Повезло лишь некоторым - Никишу, Теннштедту, Бернстайну (правда, последнему все же брошен упрек в моральной нестойкости перед представителями обоих полов, привет коллегам из «The Sun»). К ученикам Караяна Ливайну и Озаве Лебрехт более снисходителен, чем к учителю; впрочем, еврей Ливайн обвинен в том, что закрывал глаза на откровенный антисемитизм мэтра, а с Озавы взятки гладки: этот - человек с другой планеты, его фарфоровые трактовки Прокофьева, Бетховена и Чайковского лучше всего рассматривать как успешные попытки пришельцев войти в контакт с европейской цивилизацией. Стоковский на глазах у папарацци волочился за Гретой Гарбо, будто первокурсник, актриса смеялась не только над ним самим, но и над его профессией: по утрам было слышно, как они занимаются шведской гимнастикой: «Раз-два, раз-два, - командовала Стоковским Гарбо. - Вы что, ритм выдерживать не умеете?» - издевалась она. Это тоньше, много тоньше, чем в «The Sun», там бы шутку про ритм никто и не оценил бы. Сэр Томас Бичем всецело принадлежал своей гражданской жене-наркоманке, повинуясь ее приказам с готовностью, которой тщетно добивался от своих оркестрантов, стоя на подиуме. Но ополоумевшая супруга орудовала стареющим Бичемом с куда большей проворностью, чем он - дирижерской палочкой: художественный руководитель увольнял и назначал музыкантов в оркестр, руководствуясь отнюдь не профессиональными соображениями и даже не собственными симпатиями и антипатиями, а лишь послушно исполняя ее волю.
Бруно Вальтер был просто свиньей. Так и написано. Лебрехт приводит несколько свидетельств современников, содержащих эту лапидарную характеристику. Саймон Рэттл охарактеризован как человек суетный, с сиюминутными интересами, более него на этом поприще преуспел разве что неудачник Андре Превен, Карл Бем - нераскаянный фашист пострашнее Караяна, Карлос Кляйбер выставлен слабовольным неврастеником, Риккардо Мути - агрессивным интриганом, а его противоположность - Клаудио Аббадо - чересчур демократичным руководителем для Берлинского филармонического. Даже жест его излишне плавен и недостаточно повелителен. Дошла очередь и до Даниэля Баренбойма: израильтянин, сделавший себе имя на пропаганде Вагнера, увлечен политикой и пиаром более, чем музыкой.

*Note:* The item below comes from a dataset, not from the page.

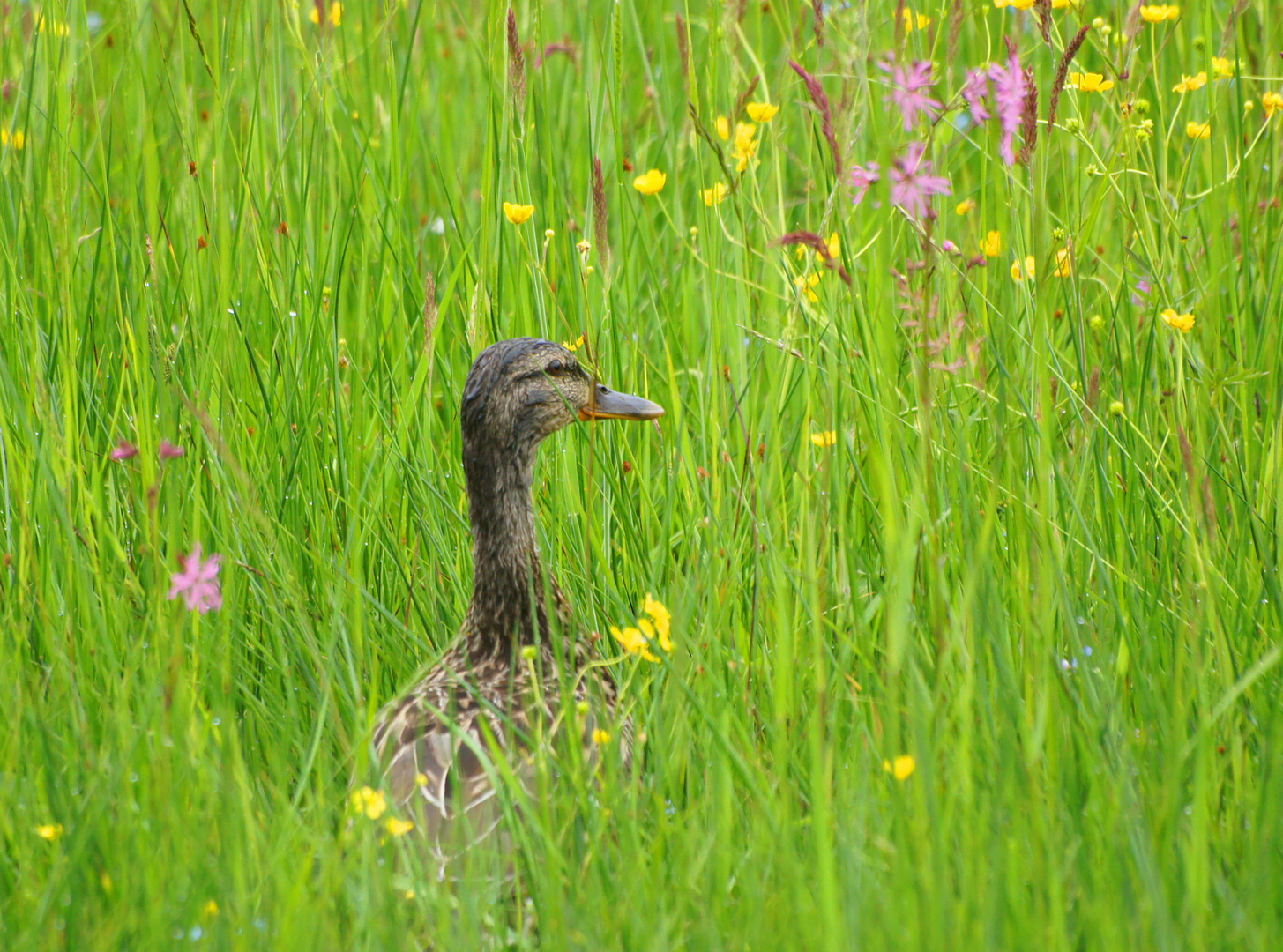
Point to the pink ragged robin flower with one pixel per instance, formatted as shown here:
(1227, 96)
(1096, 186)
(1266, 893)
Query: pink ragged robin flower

Отвратительный групповой портрет, не правда ли? Дирижерская профессия представлена как вместилище комплексов, медицинская карта неврологических нарушений и цитадель самых грязных пороков, какие только известны роду человеческому. Чем бесстрастнее голос Лебрехта, тем меньше места для высокого искусства, облаченного в черный фрак и белоснежную манишку, и тем сильнее запах зловонного исподнего, распространяющийся с книжных страниц.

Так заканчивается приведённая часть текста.